Moisés había muerto. Josué, quien fielmente había servido a Moisés por muchos años estaba ahora recibiendo de Dios la orden de seguir a la meta. Josué tendría la gigantesca bendición de entrar a la tierra prometida y de repartirla entre el pueblo de Israel.
Para ser valiente y para tener la fortaleza de seguir adelante sin desmayar necesitas la fe viva en las promesas de Dios, y para tener esa fe viva, tienes que saber, leer u oír esas promesas.  Es sencillo, la fe viene por el “oír”, (saber o leer), y lo que tenemos que oír y saber, es la palabra, las promesas de Dios.
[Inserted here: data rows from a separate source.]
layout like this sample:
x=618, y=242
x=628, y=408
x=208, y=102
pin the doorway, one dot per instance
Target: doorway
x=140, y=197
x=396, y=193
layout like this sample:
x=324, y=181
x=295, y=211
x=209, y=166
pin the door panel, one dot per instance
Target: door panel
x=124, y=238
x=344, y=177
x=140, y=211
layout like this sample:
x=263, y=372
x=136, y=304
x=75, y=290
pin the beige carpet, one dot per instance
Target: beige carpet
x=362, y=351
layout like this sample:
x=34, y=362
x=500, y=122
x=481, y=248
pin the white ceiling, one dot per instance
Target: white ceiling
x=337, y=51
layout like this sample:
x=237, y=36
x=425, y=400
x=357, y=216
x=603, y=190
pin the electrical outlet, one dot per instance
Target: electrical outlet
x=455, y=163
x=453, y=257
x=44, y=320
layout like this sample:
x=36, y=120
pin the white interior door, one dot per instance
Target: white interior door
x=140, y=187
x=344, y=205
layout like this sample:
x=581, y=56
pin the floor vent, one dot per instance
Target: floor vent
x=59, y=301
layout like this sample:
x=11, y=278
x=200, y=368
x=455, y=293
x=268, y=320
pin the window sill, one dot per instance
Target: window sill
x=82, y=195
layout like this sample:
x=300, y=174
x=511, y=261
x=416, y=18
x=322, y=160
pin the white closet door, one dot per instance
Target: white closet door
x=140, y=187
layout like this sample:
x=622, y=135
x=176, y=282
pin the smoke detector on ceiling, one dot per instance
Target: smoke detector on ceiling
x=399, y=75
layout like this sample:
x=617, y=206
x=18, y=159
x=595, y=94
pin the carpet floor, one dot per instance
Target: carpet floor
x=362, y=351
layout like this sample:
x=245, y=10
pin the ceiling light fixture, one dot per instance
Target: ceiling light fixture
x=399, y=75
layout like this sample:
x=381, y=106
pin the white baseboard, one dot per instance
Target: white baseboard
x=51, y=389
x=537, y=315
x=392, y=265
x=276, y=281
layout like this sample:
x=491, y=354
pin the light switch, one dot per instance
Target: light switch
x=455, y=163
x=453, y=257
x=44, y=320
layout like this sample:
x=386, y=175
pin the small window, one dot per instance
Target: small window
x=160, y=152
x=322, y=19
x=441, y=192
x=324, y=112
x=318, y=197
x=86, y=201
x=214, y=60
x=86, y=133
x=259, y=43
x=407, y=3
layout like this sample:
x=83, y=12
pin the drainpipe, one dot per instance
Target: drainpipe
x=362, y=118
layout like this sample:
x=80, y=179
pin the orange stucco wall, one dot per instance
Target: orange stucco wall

El saberlas, leerlas, oírlas, te causa una sensación interna inexplicable de seguridad.
Sabemos que somos fuertes y valientes, y sabemos que Dios está con nosotros todos los días de nuestra vida no porque nos sentimos bien, felices y alegres, sino simplemente porque Él lo ha dicho y  El ha prometido estar con nosotros en medio de cualquier circunstancia.